Posts Tagged ‘Interest Rates’

August 5th:

Rates are kept at 2%, all sectors but oil and commodities rally, and the dollar gets stronger. *did I read the wrong headline, because based on that information I thought rates would be at 2.25%*

CNBC was rather amusing, as the crew was trying to diagnose the market’s behavior: they concluded that the traders didn’t buy the Fed’s “hawkish” tone towards inflation, which means that they could possibly be overplaying the prospect of inflation, and will be able to keep rates where they are. What’s also of note, is that news from the Fed, good only on a relative basis, always impacts the markets. Despite my complaining, I think that this boost was needed. Nothing goes in only one direction, we can extrapolate what we want from the data, it all depends on the mood of the market.

I wouldn’t be surprised to see this behavior continue for another month or so (people seemed pretty cheery on television), simply because oil doesn’t have any buyers right now; the short term prospects of inflation are evaporating. Oil goes down when there’s a hurricane (which must mean that a catastrophic disruption was priced in), and the latest thing is “demand destruction”, which holds some credence, but now has gotten to the point where it is contradicting the fundamentals of most companies in the sector. There are companies which have actually reported real, tangible earnings in this environment (believe it or not), including almost any energy company or miner of basic materials.

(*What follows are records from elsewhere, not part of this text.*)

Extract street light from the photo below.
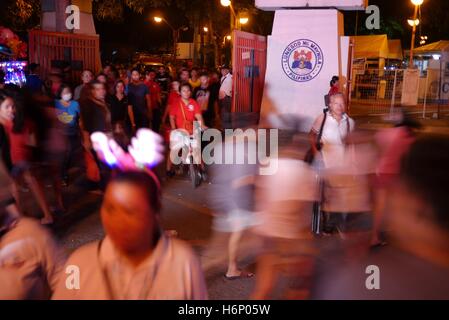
[240,17,249,25]
[407,19,419,27]
[407,0,424,68]
[412,0,424,6]
[419,36,428,45]
[220,0,231,7]
[153,16,189,63]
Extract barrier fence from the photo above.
[349,69,449,118]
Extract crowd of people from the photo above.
[0,65,449,300]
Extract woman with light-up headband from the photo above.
[53,129,207,300]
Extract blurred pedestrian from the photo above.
[128,69,152,129]
[0,92,53,224]
[0,156,65,300]
[314,137,449,300]
[55,84,82,186]
[73,70,94,101]
[53,172,207,300]
[218,65,233,129]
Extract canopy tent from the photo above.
[387,40,404,60]
[413,40,449,54]
[353,34,389,59]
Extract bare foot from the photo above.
[225,270,254,280]
[41,217,54,226]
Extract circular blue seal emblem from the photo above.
[282,39,324,82]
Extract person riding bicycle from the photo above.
[167,83,207,176]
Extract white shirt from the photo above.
[219,73,232,99]
[52,236,207,300]
[312,112,355,168]
[0,218,64,300]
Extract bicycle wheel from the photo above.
[189,163,201,188]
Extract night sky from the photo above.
[96,0,449,60]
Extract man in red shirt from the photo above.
[169,84,206,135]
[144,70,162,132]
[167,83,207,176]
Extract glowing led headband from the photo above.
[90,129,164,187]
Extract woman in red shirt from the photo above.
[0,92,53,224]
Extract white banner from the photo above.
[401,69,419,106]
[256,0,368,10]
[261,9,348,130]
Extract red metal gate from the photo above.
[29,30,101,81]
[232,30,267,112]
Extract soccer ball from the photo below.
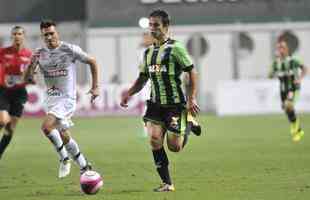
[80,170,103,194]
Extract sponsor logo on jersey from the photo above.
[170,117,179,129]
[3,54,14,59]
[148,65,167,73]
[44,69,68,78]
[20,56,30,63]
[46,85,61,96]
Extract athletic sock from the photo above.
[0,134,12,158]
[65,138,87,169]
[47,129,68,161]
[286,110,296,123]
[153,147,171,185]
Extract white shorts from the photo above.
[45,97,76,131]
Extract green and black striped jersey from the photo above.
[140,39,193,105]
[271,56,304,92]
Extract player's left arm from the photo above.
[174,42,200,116]
[295,57,308,84]
[188,68,200,116]
[86,56,100,102]
[68,44,100,103]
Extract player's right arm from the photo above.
[23,53,39,84]
[120,50,149,107]
[268,61,277,78]
[120,73,148,107]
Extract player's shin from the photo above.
[153,147,171,185]
[65,137,87,169]
[46,129,68,161]
[0,133,12,158]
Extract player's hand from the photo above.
[187,97,200,116]
[120,91,130,108]
[294,78,301,84]
[87,87,99,103]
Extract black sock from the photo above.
[182,122,192,147]
[153,147,171,185]
[0,134,12,157]
[286,110,296,123]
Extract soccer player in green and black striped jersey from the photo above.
[121,10,201,192]
[270,37,307,142]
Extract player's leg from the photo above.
[187,112,201,136]
[143,101,174,192]
[165,107,191,152]
[0,88,27,157]
[283,91,304,142]
[146,121,174,192]
[41,113,70,178]
[0,110,12,158]
[61,129,91,174]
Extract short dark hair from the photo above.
[149,9,170,26]
[40,20,56,30]
[11,26,26,34]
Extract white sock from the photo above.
[47,129,68,160]
[65,138,87,169]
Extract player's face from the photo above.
[41,26,59,49]
[149,17,168,40]
[277,41,289,58]
[11,28,25,45]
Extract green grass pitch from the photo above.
[0,115,310,200]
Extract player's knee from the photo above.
[168,144,182,153]
[41,122,54,135]
[284,101,294,112]
[5,123,15,135]
[150,136,163,149]
[0,115,10,128]
[60,131,70,144]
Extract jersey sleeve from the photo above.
[0,48,3,65]
[293,56,304,69]
[139,49,149,76]
[174,42,194,71]
[70,45,89,63]
[268,60,277,78]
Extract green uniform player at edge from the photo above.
[269,37,307,142]
[120,10,201,192]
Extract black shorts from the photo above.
[280,90,299,107]
[143,101,187,135]
[0,87,28,117]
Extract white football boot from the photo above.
[58,158,71,178]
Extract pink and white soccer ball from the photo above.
[80,170,103,194]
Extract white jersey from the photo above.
[35,42,88,100]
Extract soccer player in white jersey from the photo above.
[24,21,99,178]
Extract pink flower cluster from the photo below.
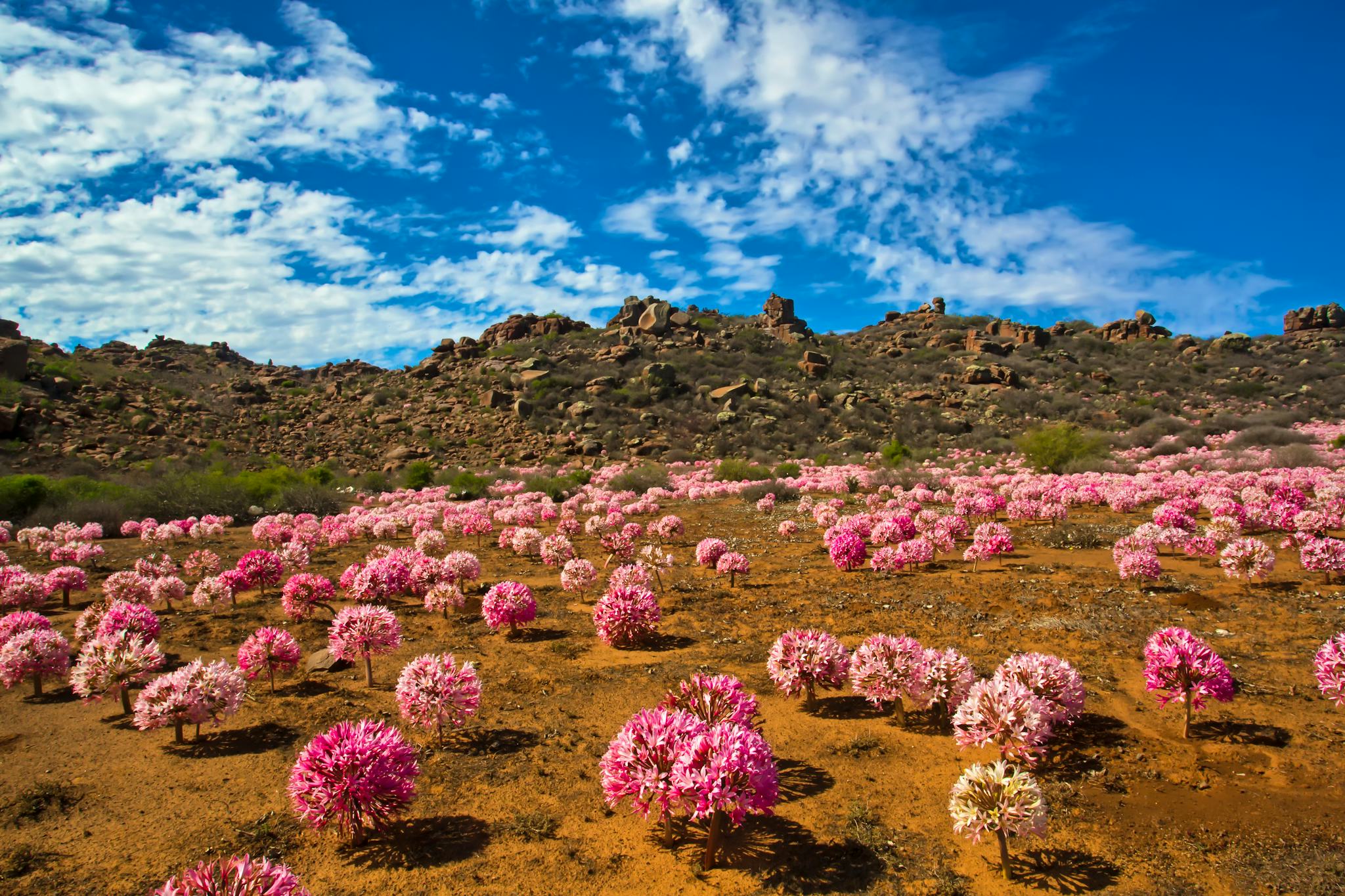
[288,719,420,845]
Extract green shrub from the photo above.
[0,475,51,520]
[435,470,491,501]
[402,461,435,489]
[608,463,669,494]
[878,439,910,466]
[714,458,771,482]
[1015,423,1107,473]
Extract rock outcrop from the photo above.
[761,293,812,343]
[1285,302,1345,336]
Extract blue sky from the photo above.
[0,0,1345,364]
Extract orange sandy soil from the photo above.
[0,501,1345,896]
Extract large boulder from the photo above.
[0,339,28,380]
[1285,302,1345,333]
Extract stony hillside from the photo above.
[0,294,1345,473]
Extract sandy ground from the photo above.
[0,501,1345,896]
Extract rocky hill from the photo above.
[0,294,1345,473]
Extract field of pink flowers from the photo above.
[0,446,1345,896]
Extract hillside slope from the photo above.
[0,294,1345,473]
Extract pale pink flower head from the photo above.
[996,653,1084,725]
[397,653,481,743]
[0,610,51,646]
[70,631,164,712]
[327,603,402,662]
[671,720,780,825]
[102,570,153,603]
[153,855,312,896]
[181,549,219,579]
[538,533,574,567]
[444,551,481,586]
[1145,628,1233,738]
[1218,539,1275,582]
[593,586,662,647]
[1313,631,1345,706]
[695,539,729,568]
[952,678,1052,765]
[765,629,850,704]
[659,673,757,728]
[280,572,336,622]
[94,601,159,641]
[850,634,928,720]
[948,759,1046,876]
[191,575,234,610]
[238,626,304,691]
[425,582,467,618]
[149,575,187,610]
[481,582,537,634]
[0,567,51,610]
[598,708,709,818]
[561,557,597,597]
[607,563,653,588]
[827,529,869,572]
[0,631,70,694]
[47,567,89,607]
[288,719,420,843]
[714,551,752,588]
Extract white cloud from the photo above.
[574,37,612,59]
[616,112,644,140]
[669,137,692,168]
[468,202,583,249]
[604,0,1283,330]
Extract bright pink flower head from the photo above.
[561,557,597,594]
[996,653,1084,725]
[850,634,928,706]
[1313,631,1345,706]
[695,539,729,567]
[94,601,159,641]
[481,582,537,631]
[397,653,481,732]
[671,723,780,825]
[288,719,420,842]
[1145,628,1233,712]
[593,586,662,647]
[0,610,51,646]
[829,529,869,572]
[765,629,850,700]
[948,759,1046,843]
[952,678,1052,765]
[0,628,70,688]
[598,710,709,818]
[238,626,304,678]
[238,548,285,588]
[102,570,153,603]
[659,673,757,728]
[280,572,336,620]
[153,855,311,896]
[327,603,402,662]
[70,631,164,701]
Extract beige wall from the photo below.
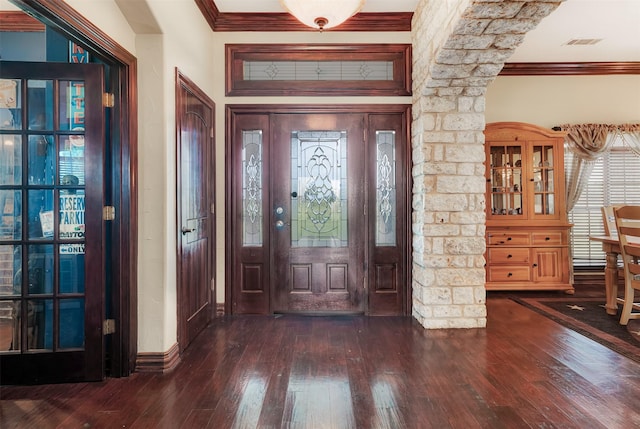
[485,75,640,127]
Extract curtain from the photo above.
[560,124,616,212]
[618,124,640,156]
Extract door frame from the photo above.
[11,0,138,377]
[224,104,412,315]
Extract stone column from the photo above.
[411,0,561,329]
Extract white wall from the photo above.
[485,75,640,128]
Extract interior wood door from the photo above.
[0,62,105,384]
[269,114,366,313]
[176,72,215,351]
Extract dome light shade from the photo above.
[280,0,364,31]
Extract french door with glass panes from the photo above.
[0,62,105,384]
[228,108,409,315]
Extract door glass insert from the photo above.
[489,146,522,216]
[0,79,22,130]
[0,75,85,353]
[533,145,555,215]
[242,130,263,247]
[376,131,396,246]
[291,131,348,247]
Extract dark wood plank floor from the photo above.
[0,298,640,429]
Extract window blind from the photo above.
[565,136,640,267]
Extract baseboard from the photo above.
[136,343,180,374]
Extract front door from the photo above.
[270,114,366,313]
[226,106,410,315]
[0,62,105,384]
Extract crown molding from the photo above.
[0,10,44,32]
[500,62,640,76]
[195,0,413,32]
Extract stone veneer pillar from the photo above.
[411,0,564,329]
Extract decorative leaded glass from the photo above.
[244,61,393,81]
[376,131,396,246]
[291,131,348,247]
[242,130,263,247]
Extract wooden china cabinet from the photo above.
[485,122,574,293]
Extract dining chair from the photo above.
[613,206,640,325]
[601,205,621,235]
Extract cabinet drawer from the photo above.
[487,265,531,282]
[531,231,564,246]
[487,232,529,246]
[487,247,529,264]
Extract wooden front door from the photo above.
[176,72,215,351]
[0,62,105,384]
[227,107,410,315]
[269,114,366,313]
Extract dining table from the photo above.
[589,234,640,315]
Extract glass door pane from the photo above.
[0,79,85,353]
[533,145,555,215]
[291,131,348,247]
[489,146,523,216]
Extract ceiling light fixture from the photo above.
[280,0,365,31]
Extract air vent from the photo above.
[565,39,602,46]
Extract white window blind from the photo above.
[565,136,640,267]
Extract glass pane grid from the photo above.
[243,61,393,81]
[489,146,523,216]
[0,76,85,353]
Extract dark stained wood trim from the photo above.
[195,0,413,32]
[225,44,412,96]
[500,62,640,76]
[228,104,413,315]
[136,343,180,374]
[216,302,226,317]
[0,10,45,32]
[12,0,138,377]
[175,67,217,353]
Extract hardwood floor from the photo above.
[0,298,640,429]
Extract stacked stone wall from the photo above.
[411,0,564,329]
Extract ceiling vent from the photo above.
[565,39,602,46]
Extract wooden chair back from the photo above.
[602,206,620,235]
[613,206,640,325]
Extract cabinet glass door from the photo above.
[488,145,522,216]
[533,145,555,215]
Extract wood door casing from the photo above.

The market, however, is tired of the story. It’s like a little kid who has a short attention span. People love the newest thing, but eventually it gets old or boring. This, I suppose, is a part of the cyclical nature of markets…if it weren’t, when would we have such buying opportunities? Take Brazil as an example: people couldn’t get enough of their prospects going into the summer, but now that people have become more risk averse, they think back 10 years and relate it to crises such as Russia’s default, times of hyperinflation, and a volatile currency (the last characteristic is still true). As a result, some of the best stocks are down 25%-30%.

My take on all of this, is that while this is a nice sigh of relief, its an even nicer time to establish a short position in financial services.